Permítanme una fantasiosa digresión: hace poco tiempo, una comisión de La Comuna y Goldatu viajó a Buenos Aires para testimoniar en la Querella Argentina. Los compañeros argentinos les acompañaron en una visita a la infame ESMA, ayer centro de torturas y hoy museo de la memoria. En aquel lugar de miseria pero también de victoria en diferido, los represaliados por el franquismo preguntaron por qué los milicos no fusilaban directamente a los rebeldes en lugar de tomarse la molestia de doparlos, subirlos a un avión y tirarlos al mar. Respuesta de los compas porteños: “El método criminal fue tan enrevesadamente superfluo por indicación de la Iglesia. Algunos obispos [¿Bergoglio entre ellos?] sugirieron a sus fieles asesinos que su obligación como cristianos era arrojar vivas a sus víctimas porque así, en la caída, les daban la oportunidad de despertar, arrepentirse e ir al cielo”. Es probable que nadie pueda aportar una prueba fehaciente de la verdad de esta anécdota pero, conociendo a la Iglesia, nadie negará que es plausible.

Pues bien, creo que el retorcimiento del alto clero argentino ha inspirado a Rouco para aposentarse en su nuevo pisito, precisamente desde donde mejor se puede observar a los suicidas del pueblo pobre e impío estampándose contra su destino. Le imagino apoltronado en su fastuosa terraza, observando cómo el Sol se pone hacia la lejana Extremadura y el cercano Campamento y esperando la caída libre del próximo pecador. Alguna vez le acometerán las dudas: “Esa mujerzuela que se empina sobre la balaustrada, ¿caerá de pies o de cabeza, soltará mucha o poca sangre, se le verá o no la ropa interior?”. Como buen clérigo, incluso de tarde en tarde estará tentado de gritar durante el desplome del suicida: “¡Arrepiéntete!, ¡arrepiéntete y con mi bendición in articulo mortis irás al cielo!”.

Sin embargo, Rouco es un hombre piadoso y dialéctico.
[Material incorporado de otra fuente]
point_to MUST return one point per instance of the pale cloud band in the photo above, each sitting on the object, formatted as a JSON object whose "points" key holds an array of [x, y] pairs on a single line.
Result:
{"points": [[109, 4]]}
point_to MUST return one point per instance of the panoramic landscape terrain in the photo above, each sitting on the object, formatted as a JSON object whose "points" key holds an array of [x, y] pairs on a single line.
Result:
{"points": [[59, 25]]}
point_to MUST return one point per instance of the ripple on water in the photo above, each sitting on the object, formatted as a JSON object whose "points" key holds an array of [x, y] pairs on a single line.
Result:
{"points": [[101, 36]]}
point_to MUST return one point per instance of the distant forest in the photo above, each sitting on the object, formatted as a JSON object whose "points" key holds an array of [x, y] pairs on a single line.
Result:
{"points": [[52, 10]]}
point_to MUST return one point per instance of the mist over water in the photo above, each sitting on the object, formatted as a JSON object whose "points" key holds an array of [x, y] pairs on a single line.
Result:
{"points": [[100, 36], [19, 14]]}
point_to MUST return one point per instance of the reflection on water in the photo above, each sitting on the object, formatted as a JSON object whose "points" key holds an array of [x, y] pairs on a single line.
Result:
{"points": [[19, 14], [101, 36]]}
Abomina del vicio que se esconde tras su mórbida centinela. Por ello, alterna el pecado con la penitencia. Para compensar su voyeurismo con el Viaducto, desde la misma poltrona otea también el apocalipsis de su sueño más querido: la frustrada Ciudad de la Iglesia más conocida como Cornisa de Las Vistillas. ¡Ah, cardenal!, ¡cuántos (malos) recuerdos le acosan cuando imagina lo que pudieron haber sido aquellos 80.000 m2 que le quiso regalar el entonces alcalde Gallardón pero que no llegaron a materializarse por culpa de la resistencia vecinal, de contener zonas verdes y dos Bienes de Interés Cultural y, para remate, de las inesperadas sentencias judiciales! Con lo chulo que le había quedado el proyecto: casa de la iglesia, biblioteca, hasta un polideportivo… Y todo gratis et amore porque Gallardón corría con los gastos.

¡Ay, señor Rouco!, el presidente de su empresa le enseñó que, para los pobres el lujo es milagro pero también debió enseñarle que, para los Reverendísimos que siempre vivieron en él, el lujo ha de ser vicio y penitencia.